Appellant first contends that there is no liability because the relation of carrier and passenger never existed. A common carrier of passengers owes a duty to the public, and to any one of the public intending to become a passenger who applies to the agent for information as to the arrival and departure of trains or busses.

"It is the duty of a carrier to furnish intending passenger with such information, instructions and directions as to its own system or course of conduct as may reasonably be necessary to enable them to pursue their journey, and the passenger has the right to rely upon the representations and replies to inquiries made by him of the proper agents or employees of the carrier. Thus when a railroad company authorizes an agent to sell tickets *Page 240 over its line, such agent has authority and it is his duty, upon application made to him, to furnish information to persons desiring to purchase tickets over the road he represents as to the proper trains upon which to travel, and whether such trains will stop at the station to which the ticket is sold, and other like information regarding the use of the ticket. It is also the duty of the carrier to give a passenger reasonable notice of the necessity for changing cars at junction points." 4 R.C.L. 1068.

When one intending to take passage applies to the ticket agent of the carrier for information as to the arrival and departure of its trains or busses, it is the duty of the agent to give correct information, and the person intending to take passage has a right to rely on the information given him by the agent. In such case, if the agent of the carrier gives erroneous information which results in damage to the person applying for information, the carrier is liable if its negligence is the proximate cause of the injury. St. Louis S.W. Ry. Co. v. White,99 Tex. 359, 89 S.W. 746, 2 L.R.A. (N.S.) 110, 122 Am. St. Rep. 631; Shockley v.
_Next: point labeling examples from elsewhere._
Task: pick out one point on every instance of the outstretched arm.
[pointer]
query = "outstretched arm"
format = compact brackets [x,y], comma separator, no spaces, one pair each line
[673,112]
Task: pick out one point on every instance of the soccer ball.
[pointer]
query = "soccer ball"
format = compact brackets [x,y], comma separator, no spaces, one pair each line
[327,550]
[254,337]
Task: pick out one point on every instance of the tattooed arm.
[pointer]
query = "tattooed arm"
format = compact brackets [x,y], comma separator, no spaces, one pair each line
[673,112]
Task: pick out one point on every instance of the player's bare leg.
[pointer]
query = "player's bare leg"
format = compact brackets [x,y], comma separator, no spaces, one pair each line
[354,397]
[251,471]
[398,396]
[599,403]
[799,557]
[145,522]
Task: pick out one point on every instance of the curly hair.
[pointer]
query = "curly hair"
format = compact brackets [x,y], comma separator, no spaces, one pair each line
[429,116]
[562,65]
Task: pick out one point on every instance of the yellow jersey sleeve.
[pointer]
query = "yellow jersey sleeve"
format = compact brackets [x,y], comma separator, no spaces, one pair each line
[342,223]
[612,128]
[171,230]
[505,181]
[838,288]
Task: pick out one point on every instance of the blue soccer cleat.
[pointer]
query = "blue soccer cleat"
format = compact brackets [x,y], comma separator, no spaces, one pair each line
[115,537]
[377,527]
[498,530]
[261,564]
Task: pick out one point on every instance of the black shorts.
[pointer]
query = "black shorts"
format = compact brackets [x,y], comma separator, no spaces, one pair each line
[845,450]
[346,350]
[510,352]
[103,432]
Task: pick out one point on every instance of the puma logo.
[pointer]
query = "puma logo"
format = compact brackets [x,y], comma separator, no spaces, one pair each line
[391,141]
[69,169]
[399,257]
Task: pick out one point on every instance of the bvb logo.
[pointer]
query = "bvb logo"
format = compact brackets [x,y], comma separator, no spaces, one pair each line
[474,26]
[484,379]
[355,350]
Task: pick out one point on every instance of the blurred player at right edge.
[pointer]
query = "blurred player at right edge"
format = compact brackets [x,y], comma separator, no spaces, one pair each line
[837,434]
So. Ry. Co., 93 S.C. 533,77 S.E. 221; Hutchinson on Carriers, vol. 3, 1240.

It was, of course, the duty of the appellee to exercise ordinary care; but, when he received information that his daughter was seriously ill, he had a right to go to her bedside, and to take passage on whatever conveyance he could, exercising reasonable care. If he did what a person of ordinary prudence would have done under the circumstances, he was not guilty of contributory negligence, and his acts, if not guilty of contributory negligence, would not prevent him from recovering damages for the wrongful conduct of appellant, if such conduct was the proximate cause of his injury.

Appellant contends that some of the instructions given at the request of the appellee were erroneous, and that the court refused to give instructions requested by the appellant which should have been given. The instructions are lengthy, and we do not deem it necessary to set *Page 241 them out. We have carefully examined all the instructions given by the court, and the instructions, as a whole, fairly submitted the case to the jury.

The jury returned a verdict for $200, and it is not contended that the verdict is excessive. The questions as to the negligence of the appellant and the contributory negligence of the appellee were submitted to the jury on correct instructions, and their findings of fact are conclusive here.

There was substantial evidence to support the verdict, and the judgment is affirmed.